Il concordato preventivo può dirsi con continuità aziendale anche quando l’azienda è stata affittata o è destinata ad esserlo?

E’ questo il problema esaminato dalla Corte di cassazione nel testo della sentenza n. 29742 del 19 novembre 2018, una questione a cui la dottrina e la giurisprudenza avevano finora risposto con opinioni molto diverse.

I giudici della Prima sezione civile, in particolare, si sono pronunciati con riferimento alla decisione con cui la Corte d’appello aveva negato che un concordato preventivo sottoposto al suo esame potesse ritenersi con continuità aziendale.

La continuità aziendale, nella specie, era stata esclusa per il fatto che il debitore, una Srl, aveva affittato l’azienda prima del deposito della domanda di concordato medesima. Il concordato con continuità aziendale – avevano evidenziato i giudici di secondo grado – avrebbe potuto ravvisarsi solo ove si fosse prevista la prosecuzione dell’attività di impresa da parte del debitore.

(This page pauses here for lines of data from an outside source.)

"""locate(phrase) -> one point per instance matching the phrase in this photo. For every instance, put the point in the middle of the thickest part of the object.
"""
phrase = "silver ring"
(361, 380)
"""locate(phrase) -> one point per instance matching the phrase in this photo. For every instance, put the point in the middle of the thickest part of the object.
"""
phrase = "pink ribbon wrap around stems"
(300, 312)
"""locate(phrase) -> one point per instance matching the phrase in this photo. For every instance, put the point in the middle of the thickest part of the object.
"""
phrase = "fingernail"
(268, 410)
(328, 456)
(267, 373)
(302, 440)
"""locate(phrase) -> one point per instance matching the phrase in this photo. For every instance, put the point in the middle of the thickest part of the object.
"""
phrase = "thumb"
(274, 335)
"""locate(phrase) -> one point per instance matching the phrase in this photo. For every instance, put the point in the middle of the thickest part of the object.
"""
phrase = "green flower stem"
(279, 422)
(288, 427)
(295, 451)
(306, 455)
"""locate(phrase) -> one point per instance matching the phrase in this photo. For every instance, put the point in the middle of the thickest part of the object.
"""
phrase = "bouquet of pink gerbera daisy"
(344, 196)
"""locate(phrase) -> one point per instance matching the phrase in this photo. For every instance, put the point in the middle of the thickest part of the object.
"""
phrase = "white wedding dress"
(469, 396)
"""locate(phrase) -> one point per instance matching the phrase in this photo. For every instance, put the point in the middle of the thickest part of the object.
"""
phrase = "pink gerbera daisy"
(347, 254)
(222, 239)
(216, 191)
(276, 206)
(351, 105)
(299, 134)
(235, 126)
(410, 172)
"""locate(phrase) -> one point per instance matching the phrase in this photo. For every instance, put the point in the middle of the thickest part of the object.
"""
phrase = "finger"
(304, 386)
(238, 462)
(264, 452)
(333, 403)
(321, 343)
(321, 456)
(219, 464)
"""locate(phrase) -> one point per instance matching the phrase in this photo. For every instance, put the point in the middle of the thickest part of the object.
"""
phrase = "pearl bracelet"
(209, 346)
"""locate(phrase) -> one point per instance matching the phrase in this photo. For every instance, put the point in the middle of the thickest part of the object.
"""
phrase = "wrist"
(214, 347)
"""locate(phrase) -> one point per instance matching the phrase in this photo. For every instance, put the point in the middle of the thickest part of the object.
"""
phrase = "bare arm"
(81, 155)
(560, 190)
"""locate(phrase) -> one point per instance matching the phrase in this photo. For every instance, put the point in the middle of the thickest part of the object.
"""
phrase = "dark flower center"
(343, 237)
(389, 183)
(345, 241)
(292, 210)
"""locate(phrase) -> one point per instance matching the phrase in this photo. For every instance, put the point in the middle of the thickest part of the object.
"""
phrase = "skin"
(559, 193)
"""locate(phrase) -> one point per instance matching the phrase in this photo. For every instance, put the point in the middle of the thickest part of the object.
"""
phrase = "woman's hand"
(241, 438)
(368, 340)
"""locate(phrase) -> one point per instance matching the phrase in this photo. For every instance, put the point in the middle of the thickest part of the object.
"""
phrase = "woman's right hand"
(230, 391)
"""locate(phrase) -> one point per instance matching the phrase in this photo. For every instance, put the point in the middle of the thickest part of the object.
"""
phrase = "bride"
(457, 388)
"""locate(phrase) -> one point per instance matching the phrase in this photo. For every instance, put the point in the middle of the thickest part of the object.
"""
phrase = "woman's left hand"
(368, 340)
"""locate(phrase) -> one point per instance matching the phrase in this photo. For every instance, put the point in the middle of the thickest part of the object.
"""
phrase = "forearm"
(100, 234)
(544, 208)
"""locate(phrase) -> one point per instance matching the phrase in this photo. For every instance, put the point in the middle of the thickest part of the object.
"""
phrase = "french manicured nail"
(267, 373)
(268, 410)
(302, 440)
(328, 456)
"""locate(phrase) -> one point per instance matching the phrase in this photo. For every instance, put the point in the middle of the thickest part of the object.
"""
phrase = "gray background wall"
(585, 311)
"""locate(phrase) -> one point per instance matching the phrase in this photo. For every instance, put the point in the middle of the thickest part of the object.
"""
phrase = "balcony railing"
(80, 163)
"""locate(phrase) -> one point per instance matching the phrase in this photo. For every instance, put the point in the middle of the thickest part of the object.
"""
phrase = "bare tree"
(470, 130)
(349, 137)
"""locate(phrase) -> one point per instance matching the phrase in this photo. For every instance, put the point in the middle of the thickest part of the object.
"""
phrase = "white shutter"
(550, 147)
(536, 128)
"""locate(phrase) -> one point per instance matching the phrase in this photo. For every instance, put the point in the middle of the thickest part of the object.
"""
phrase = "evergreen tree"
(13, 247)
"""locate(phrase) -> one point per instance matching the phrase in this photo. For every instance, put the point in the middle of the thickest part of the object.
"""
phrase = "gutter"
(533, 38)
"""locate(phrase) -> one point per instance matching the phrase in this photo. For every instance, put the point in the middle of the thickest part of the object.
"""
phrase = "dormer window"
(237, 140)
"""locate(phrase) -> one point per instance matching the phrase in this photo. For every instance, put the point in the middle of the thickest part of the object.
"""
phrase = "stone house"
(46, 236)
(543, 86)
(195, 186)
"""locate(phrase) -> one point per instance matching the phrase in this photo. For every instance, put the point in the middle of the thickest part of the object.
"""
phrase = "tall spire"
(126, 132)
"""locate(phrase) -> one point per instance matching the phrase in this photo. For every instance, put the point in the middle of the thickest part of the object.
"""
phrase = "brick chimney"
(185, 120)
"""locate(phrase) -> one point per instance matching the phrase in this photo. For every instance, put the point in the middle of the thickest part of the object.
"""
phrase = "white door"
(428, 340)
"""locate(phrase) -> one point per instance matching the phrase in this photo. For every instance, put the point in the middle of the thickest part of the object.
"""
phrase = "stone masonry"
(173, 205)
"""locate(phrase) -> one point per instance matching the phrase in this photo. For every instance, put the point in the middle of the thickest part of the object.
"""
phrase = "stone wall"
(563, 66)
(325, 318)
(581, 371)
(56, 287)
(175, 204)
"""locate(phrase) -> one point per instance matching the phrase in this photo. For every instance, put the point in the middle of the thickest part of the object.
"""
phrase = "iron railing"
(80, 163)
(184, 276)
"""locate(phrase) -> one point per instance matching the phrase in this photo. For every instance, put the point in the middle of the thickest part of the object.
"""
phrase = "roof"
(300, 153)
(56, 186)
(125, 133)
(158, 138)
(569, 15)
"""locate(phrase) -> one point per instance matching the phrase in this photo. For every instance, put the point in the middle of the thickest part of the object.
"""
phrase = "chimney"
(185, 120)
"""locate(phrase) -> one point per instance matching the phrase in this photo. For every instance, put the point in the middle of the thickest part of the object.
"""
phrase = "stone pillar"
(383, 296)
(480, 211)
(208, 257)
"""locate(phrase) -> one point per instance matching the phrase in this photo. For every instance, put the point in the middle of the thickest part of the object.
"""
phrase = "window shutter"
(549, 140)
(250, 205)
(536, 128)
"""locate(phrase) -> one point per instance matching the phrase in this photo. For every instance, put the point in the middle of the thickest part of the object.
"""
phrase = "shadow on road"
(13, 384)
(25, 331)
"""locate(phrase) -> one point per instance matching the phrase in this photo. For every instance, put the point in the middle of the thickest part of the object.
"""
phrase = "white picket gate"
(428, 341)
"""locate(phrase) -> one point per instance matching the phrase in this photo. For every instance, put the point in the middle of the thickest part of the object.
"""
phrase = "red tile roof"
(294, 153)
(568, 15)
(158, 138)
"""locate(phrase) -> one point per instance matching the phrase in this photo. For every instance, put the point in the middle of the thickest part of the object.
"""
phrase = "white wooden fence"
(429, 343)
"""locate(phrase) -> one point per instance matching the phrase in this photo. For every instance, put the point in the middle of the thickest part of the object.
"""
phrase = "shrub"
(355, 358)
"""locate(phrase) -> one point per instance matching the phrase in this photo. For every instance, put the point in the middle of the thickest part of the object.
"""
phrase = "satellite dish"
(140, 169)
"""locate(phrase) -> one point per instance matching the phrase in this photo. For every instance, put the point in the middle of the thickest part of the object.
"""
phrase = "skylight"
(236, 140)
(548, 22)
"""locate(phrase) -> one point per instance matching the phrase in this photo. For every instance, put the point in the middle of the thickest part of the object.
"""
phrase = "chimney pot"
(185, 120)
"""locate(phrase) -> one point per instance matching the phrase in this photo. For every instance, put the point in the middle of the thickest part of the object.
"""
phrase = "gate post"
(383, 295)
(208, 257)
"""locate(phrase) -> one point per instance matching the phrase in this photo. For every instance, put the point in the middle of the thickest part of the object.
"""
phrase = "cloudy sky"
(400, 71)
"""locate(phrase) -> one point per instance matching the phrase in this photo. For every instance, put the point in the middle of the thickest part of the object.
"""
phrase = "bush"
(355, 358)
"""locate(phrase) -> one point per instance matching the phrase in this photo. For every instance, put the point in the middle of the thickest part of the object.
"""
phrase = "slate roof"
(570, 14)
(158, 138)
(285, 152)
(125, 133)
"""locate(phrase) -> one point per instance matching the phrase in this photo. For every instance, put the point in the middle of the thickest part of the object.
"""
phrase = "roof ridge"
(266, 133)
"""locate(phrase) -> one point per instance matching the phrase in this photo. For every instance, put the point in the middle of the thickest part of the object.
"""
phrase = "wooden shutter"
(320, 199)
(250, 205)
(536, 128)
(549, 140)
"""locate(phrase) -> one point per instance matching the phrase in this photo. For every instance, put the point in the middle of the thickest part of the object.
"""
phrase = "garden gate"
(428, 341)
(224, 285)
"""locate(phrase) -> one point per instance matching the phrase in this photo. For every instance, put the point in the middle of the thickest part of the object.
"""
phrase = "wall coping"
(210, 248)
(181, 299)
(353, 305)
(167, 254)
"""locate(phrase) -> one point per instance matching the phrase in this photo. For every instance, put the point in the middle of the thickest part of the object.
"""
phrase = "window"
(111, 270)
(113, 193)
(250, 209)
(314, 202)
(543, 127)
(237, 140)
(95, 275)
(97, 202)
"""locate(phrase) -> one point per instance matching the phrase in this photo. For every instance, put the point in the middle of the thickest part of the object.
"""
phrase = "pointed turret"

La curatela del fallimento aveva promosso ricorso contro detta statuizione, deducendo che, alla luce dell’articolo 186-bis della Legge fallimentare, fosse decisivo, per ritenersi integrabile un’ipotesi di concordato con continuità aziendale, soltanto che l’azienda fosse in esercizio e ne fosse proposta la vendita come tale.

Cassazione: continuità aziendale configurabile anche con azienda affittata

Sul tema è quindi intervenuta la Suprema corte la quale, muovendo dalle finalità dell’articolo 186-bis citato, ha chiarito gli esatti confini della fattispecie del concordato con prosecuzione dell'attività d'impresa.

In particolare, dopo un’articolata disamina sull’istituto, ha affermato che il concordato con continuità aziendale è configurabile anche quando l’azienda sia già affittata o sia destinata ad esserlo.

E’ del tutto indifferente – si legge nella decisione - la circostanza che, al momento dell'ammissione alla procedura concorsuale o del deposito della relativa domanda, l'azienda sia esercitata dal debitore o, come nell'ipotesi dell'affitto, da un terzo.

Difatti – ha spiegato la Corte – “il contratto d'affitto recante o meno l'obbligo dell'affittuario di procedere poi all'acquisto dell'azienda può costituire uno strumento per giungere alla cessione e al conferimento dell'azienda senza il rischio della perdita dei suoi valori, primo tra tutti l'avviamento, che un suo arresto, anche momentaneo, rischierebbe di produrre in modo irreversibile”.